Through artificial imagination, we understand on the one hand that we do not possess faculties (imagination, intuition, understanding, reason) as our property, but that they are always the fruit of a relational attribution, in subjectivity as well as in intersubjectivity. This is why there is no transparency of faculties to oneself, there is no clarity of consciousness. We also mean the deep and structural solidarity between the materiality of extinction and technological developments, which are also only a material formation (and there is no reason to consider the human will that would preside over their constitution as being outside this materiality).
Behind the voluntarist discourse of innovation, which displays its objectives as so many impossibilities, lies a disnovative impulse: the future does not upset our habits, it is indeed the repetition of the past that could produce the image of a future dislocating the distinction between repetition and difference.
This disnovation, which is the reality of innovation, has taken the form in my artistic work of a research on :
- Dislocation (http://chatonsky.net/category/corpus/dislocation), that is, the relationship between our culture and the ruins.
- Hyperproduction (http://chatonsky.net/category/corpus/hyperproduction), that is to say the capacity of machines to produce more than we can perceive, thereby producing the paradox of a human production of techniques that exceeds the capacities of its “author” and which would seem autonomous.
- Artificial imagination (http://chatonsky.net/category/corpus/ami), i.e. the anteriority of the image over the concept in the game of synthesis and unification of human faculties and technological devices, which has the consequence of applying a relational loop to the transcendental question.
- Extinction (http://chatonsky.net/category/corpus/extinction), i.e., the future understood as the possibility of our collective disappearance suppressing the very capacity to bear witness to disappearance.
This quadruple approach has resulted, starting in 2010, in the deployment of an exhibition methodology: placing visitors in the speculative posture of their own extinction, observing machines that seem to work on their own and are like the only traces of our disappearance, in order to return more intensely to the present.

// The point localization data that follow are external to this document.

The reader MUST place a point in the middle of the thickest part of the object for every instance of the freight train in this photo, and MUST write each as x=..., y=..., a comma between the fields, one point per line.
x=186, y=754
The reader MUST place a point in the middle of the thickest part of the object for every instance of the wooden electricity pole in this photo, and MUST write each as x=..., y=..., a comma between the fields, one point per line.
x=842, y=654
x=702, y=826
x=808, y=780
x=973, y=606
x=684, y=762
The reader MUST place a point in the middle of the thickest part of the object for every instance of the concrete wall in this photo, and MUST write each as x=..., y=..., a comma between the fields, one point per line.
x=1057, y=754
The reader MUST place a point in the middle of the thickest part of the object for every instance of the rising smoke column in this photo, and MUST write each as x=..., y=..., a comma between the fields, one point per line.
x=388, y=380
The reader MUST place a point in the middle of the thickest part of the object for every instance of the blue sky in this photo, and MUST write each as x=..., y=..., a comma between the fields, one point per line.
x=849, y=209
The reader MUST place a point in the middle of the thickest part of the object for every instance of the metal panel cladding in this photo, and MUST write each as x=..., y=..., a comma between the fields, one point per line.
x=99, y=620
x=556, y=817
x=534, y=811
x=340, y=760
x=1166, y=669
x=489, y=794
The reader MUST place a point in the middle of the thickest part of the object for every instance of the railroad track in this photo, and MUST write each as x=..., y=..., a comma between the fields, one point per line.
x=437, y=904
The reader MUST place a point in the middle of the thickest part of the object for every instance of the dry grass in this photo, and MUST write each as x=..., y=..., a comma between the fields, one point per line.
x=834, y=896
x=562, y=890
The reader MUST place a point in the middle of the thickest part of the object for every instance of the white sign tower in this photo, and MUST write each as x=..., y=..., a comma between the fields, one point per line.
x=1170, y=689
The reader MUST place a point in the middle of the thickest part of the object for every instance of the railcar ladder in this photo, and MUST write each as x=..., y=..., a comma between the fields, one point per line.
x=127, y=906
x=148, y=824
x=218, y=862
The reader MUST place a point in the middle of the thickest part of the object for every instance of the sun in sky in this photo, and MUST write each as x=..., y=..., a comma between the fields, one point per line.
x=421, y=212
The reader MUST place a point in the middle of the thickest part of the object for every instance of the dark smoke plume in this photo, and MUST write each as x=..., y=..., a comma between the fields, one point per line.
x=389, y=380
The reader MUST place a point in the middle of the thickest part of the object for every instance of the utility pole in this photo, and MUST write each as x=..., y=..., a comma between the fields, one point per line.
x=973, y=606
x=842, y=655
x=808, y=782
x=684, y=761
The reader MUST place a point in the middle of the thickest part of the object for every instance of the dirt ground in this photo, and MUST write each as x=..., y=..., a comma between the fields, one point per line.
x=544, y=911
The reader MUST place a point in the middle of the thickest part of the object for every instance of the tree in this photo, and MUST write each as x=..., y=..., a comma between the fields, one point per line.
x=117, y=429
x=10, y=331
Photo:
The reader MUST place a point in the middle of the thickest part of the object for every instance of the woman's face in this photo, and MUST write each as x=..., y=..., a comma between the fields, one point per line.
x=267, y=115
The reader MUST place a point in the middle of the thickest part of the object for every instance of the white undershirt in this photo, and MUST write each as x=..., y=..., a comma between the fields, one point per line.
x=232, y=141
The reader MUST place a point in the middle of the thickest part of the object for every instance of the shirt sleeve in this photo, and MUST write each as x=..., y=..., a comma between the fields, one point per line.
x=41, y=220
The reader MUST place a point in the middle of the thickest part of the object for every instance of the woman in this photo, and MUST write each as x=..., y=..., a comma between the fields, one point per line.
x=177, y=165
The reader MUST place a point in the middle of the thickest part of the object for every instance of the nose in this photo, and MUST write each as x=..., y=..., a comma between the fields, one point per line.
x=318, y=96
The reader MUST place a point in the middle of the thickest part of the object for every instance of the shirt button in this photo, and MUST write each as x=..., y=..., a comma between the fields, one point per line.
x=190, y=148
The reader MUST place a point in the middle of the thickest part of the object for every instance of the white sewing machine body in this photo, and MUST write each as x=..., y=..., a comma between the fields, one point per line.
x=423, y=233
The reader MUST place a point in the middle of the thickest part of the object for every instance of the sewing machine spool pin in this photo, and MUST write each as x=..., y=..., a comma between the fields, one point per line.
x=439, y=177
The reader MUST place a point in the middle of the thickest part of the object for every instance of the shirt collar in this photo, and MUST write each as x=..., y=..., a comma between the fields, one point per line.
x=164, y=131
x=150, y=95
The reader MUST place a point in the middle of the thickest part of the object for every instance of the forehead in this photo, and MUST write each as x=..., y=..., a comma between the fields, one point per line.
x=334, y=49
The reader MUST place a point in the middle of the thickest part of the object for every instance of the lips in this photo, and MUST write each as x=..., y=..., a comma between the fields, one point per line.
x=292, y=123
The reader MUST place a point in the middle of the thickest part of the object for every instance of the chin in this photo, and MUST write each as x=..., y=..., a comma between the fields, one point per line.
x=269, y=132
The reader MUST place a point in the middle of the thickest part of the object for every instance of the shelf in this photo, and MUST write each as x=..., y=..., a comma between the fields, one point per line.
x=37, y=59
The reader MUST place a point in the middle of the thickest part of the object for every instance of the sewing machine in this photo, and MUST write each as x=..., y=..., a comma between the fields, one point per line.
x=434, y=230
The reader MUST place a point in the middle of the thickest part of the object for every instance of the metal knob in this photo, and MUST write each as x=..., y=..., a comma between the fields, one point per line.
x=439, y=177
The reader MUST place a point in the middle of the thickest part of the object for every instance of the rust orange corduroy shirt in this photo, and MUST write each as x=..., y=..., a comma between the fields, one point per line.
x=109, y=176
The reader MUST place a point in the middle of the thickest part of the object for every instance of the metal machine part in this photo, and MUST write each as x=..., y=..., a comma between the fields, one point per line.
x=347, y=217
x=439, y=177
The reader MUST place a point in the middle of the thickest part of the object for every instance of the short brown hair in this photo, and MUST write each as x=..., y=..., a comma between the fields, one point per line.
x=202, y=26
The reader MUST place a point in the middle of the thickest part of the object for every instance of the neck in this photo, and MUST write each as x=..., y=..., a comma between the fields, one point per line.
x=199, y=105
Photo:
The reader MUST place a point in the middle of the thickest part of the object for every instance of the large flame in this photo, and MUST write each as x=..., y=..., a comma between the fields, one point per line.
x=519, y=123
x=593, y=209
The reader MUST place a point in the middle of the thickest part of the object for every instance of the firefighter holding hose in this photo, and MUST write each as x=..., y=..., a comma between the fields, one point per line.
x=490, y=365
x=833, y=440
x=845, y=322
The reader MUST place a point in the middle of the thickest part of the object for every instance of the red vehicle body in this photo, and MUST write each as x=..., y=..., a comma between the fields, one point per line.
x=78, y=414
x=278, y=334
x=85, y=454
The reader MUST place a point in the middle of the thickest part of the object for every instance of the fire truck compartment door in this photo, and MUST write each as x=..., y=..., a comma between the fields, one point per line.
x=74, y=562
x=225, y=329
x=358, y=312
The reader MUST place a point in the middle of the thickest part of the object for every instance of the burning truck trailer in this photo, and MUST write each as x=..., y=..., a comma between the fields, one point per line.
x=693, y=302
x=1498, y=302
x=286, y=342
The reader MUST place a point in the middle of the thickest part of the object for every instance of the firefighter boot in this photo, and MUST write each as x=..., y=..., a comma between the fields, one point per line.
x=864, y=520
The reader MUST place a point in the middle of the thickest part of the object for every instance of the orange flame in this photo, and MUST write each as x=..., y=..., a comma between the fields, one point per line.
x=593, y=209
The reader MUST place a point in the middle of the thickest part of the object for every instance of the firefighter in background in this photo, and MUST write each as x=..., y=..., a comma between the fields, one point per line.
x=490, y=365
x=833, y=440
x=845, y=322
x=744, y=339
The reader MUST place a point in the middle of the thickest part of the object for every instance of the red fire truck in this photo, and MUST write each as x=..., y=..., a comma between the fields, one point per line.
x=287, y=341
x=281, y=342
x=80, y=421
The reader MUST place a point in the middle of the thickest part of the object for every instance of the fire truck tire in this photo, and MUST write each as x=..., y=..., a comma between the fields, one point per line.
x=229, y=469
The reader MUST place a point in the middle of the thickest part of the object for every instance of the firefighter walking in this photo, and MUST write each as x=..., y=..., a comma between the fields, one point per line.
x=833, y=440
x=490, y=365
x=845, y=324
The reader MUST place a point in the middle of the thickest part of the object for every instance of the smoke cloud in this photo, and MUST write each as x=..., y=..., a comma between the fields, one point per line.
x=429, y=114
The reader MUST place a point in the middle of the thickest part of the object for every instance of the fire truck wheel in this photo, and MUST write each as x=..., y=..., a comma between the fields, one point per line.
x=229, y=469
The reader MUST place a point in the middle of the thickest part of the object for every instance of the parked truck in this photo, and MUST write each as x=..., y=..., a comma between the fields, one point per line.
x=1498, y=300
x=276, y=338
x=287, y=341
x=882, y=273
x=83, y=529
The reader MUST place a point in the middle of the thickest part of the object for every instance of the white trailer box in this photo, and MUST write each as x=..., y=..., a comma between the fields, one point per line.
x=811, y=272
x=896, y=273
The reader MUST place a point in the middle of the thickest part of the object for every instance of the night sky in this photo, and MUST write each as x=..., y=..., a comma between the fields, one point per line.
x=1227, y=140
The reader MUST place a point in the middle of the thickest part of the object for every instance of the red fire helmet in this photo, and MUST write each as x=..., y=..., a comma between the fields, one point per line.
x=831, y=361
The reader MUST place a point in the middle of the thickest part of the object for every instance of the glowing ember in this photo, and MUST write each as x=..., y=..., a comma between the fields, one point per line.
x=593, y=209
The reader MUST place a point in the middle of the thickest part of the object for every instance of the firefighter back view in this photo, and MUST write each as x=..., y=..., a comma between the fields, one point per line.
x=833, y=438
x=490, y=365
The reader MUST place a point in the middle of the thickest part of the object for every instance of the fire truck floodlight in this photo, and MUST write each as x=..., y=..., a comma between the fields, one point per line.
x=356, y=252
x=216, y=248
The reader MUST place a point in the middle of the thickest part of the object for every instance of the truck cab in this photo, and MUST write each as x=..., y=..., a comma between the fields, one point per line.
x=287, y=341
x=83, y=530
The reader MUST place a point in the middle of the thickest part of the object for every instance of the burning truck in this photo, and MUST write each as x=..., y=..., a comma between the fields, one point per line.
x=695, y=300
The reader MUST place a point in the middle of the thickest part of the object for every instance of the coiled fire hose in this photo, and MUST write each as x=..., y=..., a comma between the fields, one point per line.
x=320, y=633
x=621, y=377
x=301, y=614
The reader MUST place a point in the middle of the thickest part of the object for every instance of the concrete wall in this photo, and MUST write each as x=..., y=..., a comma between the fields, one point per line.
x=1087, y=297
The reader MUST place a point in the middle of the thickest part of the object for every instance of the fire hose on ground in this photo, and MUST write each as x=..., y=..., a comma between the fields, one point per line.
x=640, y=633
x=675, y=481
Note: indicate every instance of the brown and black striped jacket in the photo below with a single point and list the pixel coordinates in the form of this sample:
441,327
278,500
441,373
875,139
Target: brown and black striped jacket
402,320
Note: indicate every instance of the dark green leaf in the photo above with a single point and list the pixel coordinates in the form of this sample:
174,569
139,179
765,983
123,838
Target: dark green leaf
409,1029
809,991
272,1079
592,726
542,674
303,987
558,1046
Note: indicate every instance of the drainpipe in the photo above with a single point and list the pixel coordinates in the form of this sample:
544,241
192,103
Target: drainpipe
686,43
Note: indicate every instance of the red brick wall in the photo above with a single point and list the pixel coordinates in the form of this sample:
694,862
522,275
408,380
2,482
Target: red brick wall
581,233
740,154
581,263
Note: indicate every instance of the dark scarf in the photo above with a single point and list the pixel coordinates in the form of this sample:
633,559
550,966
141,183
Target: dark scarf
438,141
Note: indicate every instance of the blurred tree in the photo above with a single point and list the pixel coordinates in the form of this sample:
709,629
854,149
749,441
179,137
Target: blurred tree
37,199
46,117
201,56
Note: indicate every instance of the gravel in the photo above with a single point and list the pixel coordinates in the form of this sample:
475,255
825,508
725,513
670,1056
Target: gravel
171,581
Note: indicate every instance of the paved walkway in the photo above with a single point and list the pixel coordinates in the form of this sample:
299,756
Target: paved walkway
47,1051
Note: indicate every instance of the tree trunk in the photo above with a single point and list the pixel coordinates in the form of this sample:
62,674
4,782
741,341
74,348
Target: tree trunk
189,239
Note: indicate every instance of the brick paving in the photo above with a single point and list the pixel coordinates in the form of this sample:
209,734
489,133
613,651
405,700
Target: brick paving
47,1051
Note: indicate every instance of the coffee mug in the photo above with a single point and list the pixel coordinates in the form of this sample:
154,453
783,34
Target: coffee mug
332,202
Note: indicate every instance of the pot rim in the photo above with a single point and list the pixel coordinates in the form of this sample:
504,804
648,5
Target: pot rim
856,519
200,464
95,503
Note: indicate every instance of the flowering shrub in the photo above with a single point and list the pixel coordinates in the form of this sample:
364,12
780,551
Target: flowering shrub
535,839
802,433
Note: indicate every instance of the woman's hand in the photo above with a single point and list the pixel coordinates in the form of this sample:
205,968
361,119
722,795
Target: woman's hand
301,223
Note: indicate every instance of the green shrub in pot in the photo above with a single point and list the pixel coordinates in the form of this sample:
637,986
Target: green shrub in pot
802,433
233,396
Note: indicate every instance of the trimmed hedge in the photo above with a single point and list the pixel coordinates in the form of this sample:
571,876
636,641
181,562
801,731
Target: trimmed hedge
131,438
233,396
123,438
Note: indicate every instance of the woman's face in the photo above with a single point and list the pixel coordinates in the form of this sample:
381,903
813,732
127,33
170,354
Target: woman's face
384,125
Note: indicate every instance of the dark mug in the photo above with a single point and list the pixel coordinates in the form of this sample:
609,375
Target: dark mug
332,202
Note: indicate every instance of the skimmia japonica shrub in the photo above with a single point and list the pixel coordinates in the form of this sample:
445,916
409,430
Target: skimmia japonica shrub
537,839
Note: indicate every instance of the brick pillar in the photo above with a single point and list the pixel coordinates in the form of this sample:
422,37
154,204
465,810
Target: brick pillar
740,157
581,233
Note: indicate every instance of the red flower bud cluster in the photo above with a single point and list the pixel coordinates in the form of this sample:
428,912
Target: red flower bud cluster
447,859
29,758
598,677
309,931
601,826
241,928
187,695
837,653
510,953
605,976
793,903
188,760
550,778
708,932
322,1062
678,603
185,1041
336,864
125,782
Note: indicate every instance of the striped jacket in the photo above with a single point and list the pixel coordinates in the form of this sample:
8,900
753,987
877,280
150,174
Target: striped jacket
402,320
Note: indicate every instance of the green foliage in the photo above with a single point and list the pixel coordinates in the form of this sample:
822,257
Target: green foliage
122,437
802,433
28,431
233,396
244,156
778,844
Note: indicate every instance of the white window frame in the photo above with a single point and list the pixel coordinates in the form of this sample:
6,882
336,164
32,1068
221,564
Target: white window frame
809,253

In this way we try to develop an aesthetics of separation: if it is possible to give to perceive our absence it is on the one hand that imagination is the first power of synthesis of the faculties and on the other hand that perception is always in tension with the power of unbinding the absolute. This speculative device is not unrelated to the sublime, but while the latter usually places us in front of an external object that is not in proportion to our faculties, with extinction it is ourselves that are at fault: we are missing and we are in a position to imagine this absence. The outside remains impassive, it is neither big nor small, it loses all scale because we speculate on a world without us. The precarious transcendental equilibrium is then thwarted not because of an external change but because of an internal suppression: we will no longer be, not individually but as a species, leaving this disappearance unimagined so that we imagine absence on two levels. The first is the presence to oneself, the second is the possibility of the memory trace that allows temporalization.